This is what traveling--whether alone, with friends, or with family (or a combination of those)-- can do for you...me...anyone.

So, if I can ask you to do something, it is this:

Please. Get out. Find the money and the time. See the United States. See all the things that people who come to our country attempt to see and experience our different cultures. From Southern hospitality to the West coast lifestyle. From the Amish to New England Yankees.

And once that's done, look outside the United States. You'll be ready to leave your comfort zone and appreciate everything a lot more. You'll almost guarantee you won't come across as an obnoxious, ignorant American to the rest of our world. Nobody wants that.  Hopefully we've got a few less of us now after this trip.

Remember, be good.  And if you can't be good, be good at it.

Where's your other hand? Between two pillows.

I couldn't leave the last day out, so here it is.

     This was it.  The beginning of the end of the beginning.  The trip is at a close, but for some, the travel bug will have bitten them, so this is really just a start for those looking to expand their cultural awareness.  They're ready to turn around and head right out again.  For others, it is an affirmation of what they always knew.  They like the things they like.  It may be local, or regional, or national... but it is familiar.  It is known.  They'll take their adventure much further down the road.
But we all still need to make it through today, just to get back to Fort Wayne.  That route entails a dash of some planes, trains, and automobiles.  Well, buses actually.

     Did I mention we had to be up for breakfast at 6am?  This made the 7 or 7:30am breakfasts look like a cake-walk.  The good news eating that early was that we had put a cushion of 15 minutes in to make our bus, and for once we made it on time.  A rarity.  At least we already had our boarding passes, no luggage to check (it was already set to go to the States), and nice weather.  This bus driver proved a little more prepared for our group.  For instance, he showed up and waited for us with a nice large bus to accommodate everyone without packing us and our fragile items in like sardines.

     Now, Rodrigo's only job the entire trip was to take charge in Madrid with his mastery of the Spanish language.  The downfall here was that this "mastery" in no way proved useful in attempting to talk to the rest of us.  Needless to say, after repeating some things, pointing, and grunting (I'm sure he was half asleep still), he got us to the train to get us to our gate.  Fine job there, Fes.

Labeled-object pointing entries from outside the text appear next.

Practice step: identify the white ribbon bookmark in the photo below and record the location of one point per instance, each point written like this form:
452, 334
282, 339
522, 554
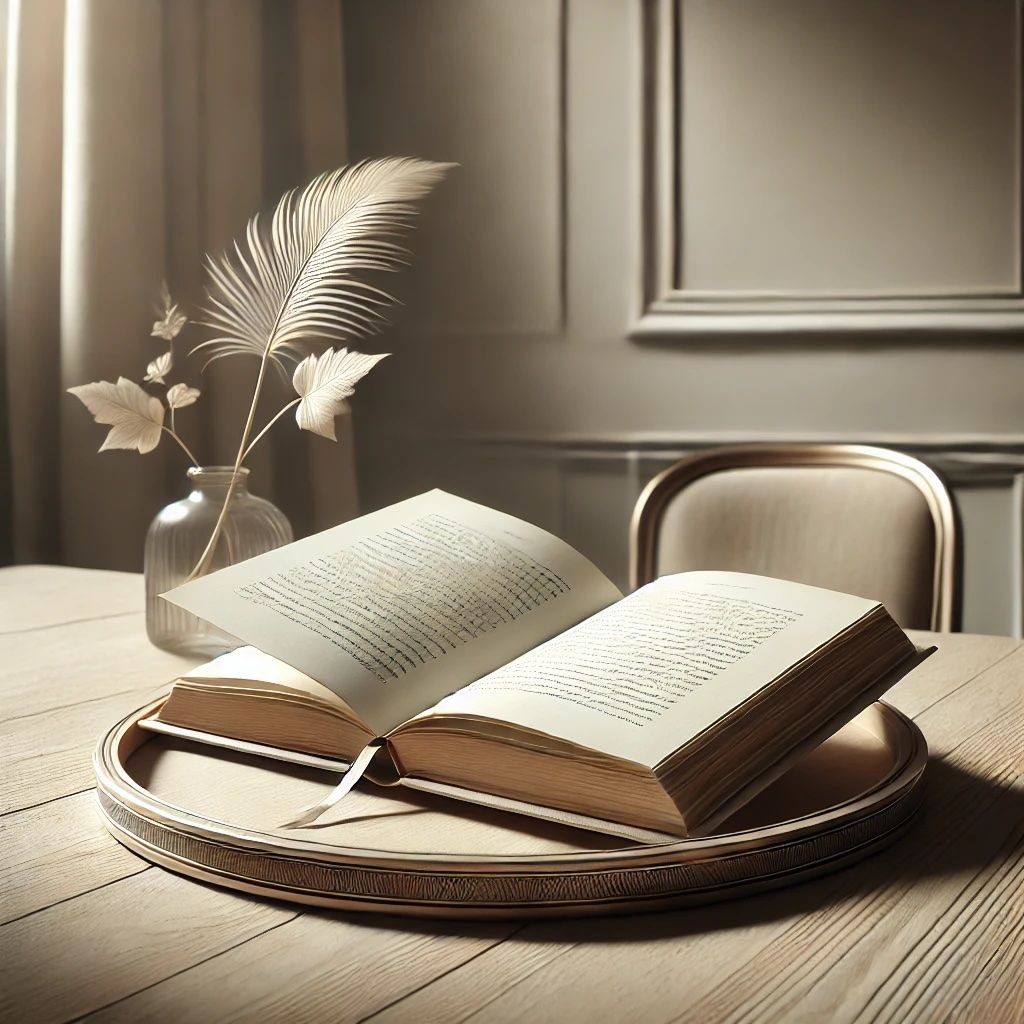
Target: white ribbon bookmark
309, 814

We ventured on planes, trains, and automobiles buses. And we triumphed.

     American Airlines "security" agents (really--it's in quotes because this concept is a joke) proceeded to ask us the old worthless questions that we here in the US gave up on asking years ago.  Did you pack these bags yourself?  Have they been with you?  Who purchased things in the bags?

I mean, really?  Who is going to answer in any negative manner to these questions?  Only the stupidest people out there, no matter their intentions.  No further x-rays.  No random searches.  Were we supposed to feel safe?  Actually, I did, because I am never really worried about this when I fly.  But I suppose some people may have gotten nervous.  I don't know.  It was just a waste of time.

     We had a great flight into JFK.  Got in early, which just meant our 4 hour layover was more closer to 5 hours.  We found a McDonald's serving sandwiches which were both familiar and expensive, so we knew we were back in the States.  That and the fact that many people didn't speak English and people were very rude also helped to point out we were back in the States.

Now I'm wondering why we even came back.  Probably because we are out of funds for the trip.  I suggested to Tom to play the drum he got for his buddy (it had made the trip in great shape so far) down in the corridor between terminals to try to solicit some money for us.  We had a lot of baseball hats that could be filled up with change.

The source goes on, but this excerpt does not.